Gut ist es nicht, wenn in der Öffentlichkeit nationale Tripartite-Gremien infrage gestellt werden, weil dann sofort die Frage aufkommt, was das für die Sozialversicherung bedeutet. Dass die UEL 2016 sagte, sie wolle die CNS verlassen, verstand ich nicht. Sie sagte, sie habe die nötigen Fachkompetenzen nicht, und es sei nicht der Betrieb, der krank wird. Doch zu einem Betrieb gehören Mitarbeiter, und Fakt ist, dass ein Mensch auch wegen seines Arbeitsumfelds erkranken kann. Da ist auch der Arbeitgeber gefordert, und es ist sinnvoll, dass Betriebe Beiträge zur Krankenversicherung zahlen und sich die Unternehmerverbände dafür interessieren, wo das Gesundheitssystem hinsteuert.
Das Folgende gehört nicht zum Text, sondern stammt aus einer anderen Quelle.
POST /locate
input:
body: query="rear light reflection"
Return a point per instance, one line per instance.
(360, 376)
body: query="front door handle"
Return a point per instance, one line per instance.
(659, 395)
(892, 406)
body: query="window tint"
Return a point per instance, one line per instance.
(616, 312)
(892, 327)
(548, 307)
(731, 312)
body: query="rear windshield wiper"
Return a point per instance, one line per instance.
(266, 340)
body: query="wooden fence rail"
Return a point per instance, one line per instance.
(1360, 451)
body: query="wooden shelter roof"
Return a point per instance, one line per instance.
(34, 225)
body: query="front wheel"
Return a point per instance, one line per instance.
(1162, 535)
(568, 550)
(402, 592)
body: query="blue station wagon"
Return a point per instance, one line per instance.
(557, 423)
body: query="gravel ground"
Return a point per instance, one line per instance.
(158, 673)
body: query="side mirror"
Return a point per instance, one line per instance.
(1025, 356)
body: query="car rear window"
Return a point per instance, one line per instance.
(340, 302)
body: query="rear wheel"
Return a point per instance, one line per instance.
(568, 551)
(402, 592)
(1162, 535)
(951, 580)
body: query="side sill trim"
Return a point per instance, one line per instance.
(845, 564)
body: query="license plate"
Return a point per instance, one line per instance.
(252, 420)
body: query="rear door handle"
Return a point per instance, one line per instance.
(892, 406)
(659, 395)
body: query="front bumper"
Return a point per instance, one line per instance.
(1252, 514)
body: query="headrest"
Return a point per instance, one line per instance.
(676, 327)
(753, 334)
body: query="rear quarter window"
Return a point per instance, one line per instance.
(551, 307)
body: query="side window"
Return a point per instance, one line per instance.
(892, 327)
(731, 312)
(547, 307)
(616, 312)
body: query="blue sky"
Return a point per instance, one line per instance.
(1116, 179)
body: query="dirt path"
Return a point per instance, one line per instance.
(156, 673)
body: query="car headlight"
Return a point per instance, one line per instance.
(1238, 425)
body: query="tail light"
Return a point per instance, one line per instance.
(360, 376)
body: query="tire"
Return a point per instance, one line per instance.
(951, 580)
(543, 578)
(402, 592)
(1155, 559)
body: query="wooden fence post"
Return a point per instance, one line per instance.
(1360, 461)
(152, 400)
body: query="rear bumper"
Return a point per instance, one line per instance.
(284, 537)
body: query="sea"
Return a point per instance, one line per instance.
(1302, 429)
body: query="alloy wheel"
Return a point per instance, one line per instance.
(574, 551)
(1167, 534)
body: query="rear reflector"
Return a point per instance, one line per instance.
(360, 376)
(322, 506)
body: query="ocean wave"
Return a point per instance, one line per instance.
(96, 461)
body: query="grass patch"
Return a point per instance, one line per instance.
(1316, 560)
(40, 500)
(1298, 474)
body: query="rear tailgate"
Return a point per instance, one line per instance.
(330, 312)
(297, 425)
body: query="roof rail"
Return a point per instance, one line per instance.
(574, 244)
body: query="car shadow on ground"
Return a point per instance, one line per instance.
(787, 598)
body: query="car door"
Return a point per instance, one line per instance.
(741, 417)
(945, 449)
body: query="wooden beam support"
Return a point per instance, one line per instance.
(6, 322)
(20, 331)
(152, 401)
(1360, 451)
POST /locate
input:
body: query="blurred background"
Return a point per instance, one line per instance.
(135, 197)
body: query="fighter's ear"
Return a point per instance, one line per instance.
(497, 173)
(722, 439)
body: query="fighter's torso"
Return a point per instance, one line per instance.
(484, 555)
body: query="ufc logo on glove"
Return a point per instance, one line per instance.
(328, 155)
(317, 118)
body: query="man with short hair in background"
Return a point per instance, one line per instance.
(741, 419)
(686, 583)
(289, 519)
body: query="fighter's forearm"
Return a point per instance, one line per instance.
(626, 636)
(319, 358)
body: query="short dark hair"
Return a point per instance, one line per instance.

Worüber soll der Gesundheitstisch diskutieren können, wenn ein großes Thema „Finanzierung“ heißt?
Wir wollen weiterhin ein öffentliches System, das nach dem Tripartite-Modell finanziert wird. Das schließt nicht aus, sich nach neuen Einnahmequellen umzusehen. Wie gesagt: Wir sind dafür, die Gesundheitsversorgung zu hinterfragen und zu erneuern, sie ist nichts Statisches. Wenn sich am Ende neue Finanzbedarfe ergeben, muss man langfristig schauen, wie man sie deckt. Aber daraus kann nicht folgen, die solidarische Finanzierung infrage zu stellen.